Speaking of Jewish socialists: on this day in 1882, Rose Schneiderman was born in Savin, Poland. After her family immigrated to the United States, her education was interrupted by her family’s poverty. When the more “respectable” job of salesgirl didn’t make enough, she turned to the factories. After successfully organizing her fellow workers into the United Cloth and Cap Makers, she became the first woman elected union official. She helped lead the great shirtwaist strike of 1909-1910, led New York Women’s Trade Union League, ran for Senate on the Labor Party ticket, worked on labor legislation with the FDR administration, and resettle Jews fleeing Nazi Germany.
Notably, while some radicals, like Emma Goldman, were famously dismissive of the vote, Schneiderman was a leader of the Wage Earners Suffrage League.

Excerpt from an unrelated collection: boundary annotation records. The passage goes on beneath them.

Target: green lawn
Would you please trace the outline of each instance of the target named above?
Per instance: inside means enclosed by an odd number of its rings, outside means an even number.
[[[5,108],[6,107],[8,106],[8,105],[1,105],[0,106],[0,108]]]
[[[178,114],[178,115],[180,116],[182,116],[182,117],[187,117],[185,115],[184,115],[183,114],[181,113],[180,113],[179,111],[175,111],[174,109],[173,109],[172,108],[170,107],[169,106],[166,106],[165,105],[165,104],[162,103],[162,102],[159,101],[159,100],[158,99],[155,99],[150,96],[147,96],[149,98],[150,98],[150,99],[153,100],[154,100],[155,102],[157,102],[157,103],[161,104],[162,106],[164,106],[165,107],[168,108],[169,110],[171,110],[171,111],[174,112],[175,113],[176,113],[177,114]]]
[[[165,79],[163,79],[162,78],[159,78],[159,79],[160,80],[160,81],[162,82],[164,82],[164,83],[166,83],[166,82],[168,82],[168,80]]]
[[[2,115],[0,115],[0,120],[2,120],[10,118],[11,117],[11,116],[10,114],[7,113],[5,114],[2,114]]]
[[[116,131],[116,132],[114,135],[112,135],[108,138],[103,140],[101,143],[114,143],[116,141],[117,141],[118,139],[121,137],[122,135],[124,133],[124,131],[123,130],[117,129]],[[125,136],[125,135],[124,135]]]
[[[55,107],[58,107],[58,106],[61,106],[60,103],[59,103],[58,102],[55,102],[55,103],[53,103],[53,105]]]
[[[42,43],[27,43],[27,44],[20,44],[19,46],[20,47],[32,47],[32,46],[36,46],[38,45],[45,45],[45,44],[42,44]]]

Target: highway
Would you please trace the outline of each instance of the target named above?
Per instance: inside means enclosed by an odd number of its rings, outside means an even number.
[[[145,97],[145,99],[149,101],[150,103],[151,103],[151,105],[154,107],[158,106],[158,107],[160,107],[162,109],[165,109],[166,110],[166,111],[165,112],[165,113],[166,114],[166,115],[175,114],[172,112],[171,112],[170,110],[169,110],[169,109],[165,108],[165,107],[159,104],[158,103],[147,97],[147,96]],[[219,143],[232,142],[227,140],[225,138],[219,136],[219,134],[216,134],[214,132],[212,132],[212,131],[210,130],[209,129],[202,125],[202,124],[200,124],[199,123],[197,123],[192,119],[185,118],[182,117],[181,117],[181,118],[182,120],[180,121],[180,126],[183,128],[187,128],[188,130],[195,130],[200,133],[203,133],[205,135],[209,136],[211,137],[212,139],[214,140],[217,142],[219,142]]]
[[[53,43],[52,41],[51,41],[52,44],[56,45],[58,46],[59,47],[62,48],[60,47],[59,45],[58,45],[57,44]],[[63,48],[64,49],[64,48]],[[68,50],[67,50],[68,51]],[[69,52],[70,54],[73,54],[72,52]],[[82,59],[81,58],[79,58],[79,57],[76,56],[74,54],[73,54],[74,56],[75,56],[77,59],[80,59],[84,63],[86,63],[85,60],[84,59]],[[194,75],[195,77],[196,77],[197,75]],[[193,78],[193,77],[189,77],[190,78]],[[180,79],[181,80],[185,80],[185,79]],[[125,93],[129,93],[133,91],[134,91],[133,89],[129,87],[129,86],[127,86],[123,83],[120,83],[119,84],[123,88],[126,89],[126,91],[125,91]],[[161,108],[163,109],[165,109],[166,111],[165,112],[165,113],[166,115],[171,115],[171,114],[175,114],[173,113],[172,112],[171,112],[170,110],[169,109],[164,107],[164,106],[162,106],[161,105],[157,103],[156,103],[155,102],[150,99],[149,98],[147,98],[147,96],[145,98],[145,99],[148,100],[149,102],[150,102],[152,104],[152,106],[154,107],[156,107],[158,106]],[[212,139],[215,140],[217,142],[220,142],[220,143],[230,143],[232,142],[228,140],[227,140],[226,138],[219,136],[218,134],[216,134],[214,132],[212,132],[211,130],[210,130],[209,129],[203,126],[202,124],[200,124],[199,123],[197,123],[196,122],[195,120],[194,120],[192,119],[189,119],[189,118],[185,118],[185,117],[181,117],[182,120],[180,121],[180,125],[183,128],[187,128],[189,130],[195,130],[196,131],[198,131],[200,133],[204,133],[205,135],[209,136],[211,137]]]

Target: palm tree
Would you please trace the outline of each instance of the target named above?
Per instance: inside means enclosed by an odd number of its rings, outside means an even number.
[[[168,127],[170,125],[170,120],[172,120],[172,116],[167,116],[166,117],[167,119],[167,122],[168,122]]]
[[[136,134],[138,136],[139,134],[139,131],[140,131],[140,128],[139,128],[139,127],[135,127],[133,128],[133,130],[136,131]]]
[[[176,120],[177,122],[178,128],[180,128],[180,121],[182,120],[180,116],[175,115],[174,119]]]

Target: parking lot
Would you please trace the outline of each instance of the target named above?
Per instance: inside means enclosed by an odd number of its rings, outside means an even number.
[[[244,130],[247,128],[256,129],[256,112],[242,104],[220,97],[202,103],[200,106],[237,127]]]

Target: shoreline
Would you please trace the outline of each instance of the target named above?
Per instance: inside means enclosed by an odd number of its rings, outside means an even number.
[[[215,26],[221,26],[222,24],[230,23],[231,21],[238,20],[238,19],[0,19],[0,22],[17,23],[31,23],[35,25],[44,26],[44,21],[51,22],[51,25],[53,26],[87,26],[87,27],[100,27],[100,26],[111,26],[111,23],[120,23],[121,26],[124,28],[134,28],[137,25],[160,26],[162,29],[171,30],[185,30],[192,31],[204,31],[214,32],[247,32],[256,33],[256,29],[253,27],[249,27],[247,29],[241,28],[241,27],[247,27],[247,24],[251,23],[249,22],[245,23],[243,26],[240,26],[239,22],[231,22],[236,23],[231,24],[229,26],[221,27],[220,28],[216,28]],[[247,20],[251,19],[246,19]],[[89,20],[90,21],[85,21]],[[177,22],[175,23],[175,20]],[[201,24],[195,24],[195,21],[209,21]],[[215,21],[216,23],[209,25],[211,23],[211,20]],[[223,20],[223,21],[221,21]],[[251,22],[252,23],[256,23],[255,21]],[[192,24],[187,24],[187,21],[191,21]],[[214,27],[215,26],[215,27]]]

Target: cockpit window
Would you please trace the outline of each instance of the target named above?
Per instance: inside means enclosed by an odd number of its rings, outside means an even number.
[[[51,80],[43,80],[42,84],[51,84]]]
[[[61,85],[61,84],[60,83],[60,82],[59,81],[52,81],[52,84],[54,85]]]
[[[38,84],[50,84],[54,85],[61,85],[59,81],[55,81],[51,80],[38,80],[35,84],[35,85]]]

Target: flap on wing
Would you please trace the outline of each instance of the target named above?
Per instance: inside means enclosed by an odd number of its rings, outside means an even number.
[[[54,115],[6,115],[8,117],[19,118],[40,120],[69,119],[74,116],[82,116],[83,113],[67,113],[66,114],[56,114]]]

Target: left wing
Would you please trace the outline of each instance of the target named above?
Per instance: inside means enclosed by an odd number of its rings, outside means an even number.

In 1912, she responded to a New York politician fretting about how the vote would ruin women’s feminine nature:
We have women working in the foundries, stripped to the waist, if you please, because of the heat. Yet the Senator says nothing about these women losing their charm. . . Of course you know the reason they are employed in the foundries is that they are cheaper and worker longer hours than men. . . Surely these women won’t lose any more of their beauty and charm by putting a ballot in a ballot box once a year than they are likely lose standing in foundries and laundries all year round. There is no harder contest than the contest for bread, let me tell you that.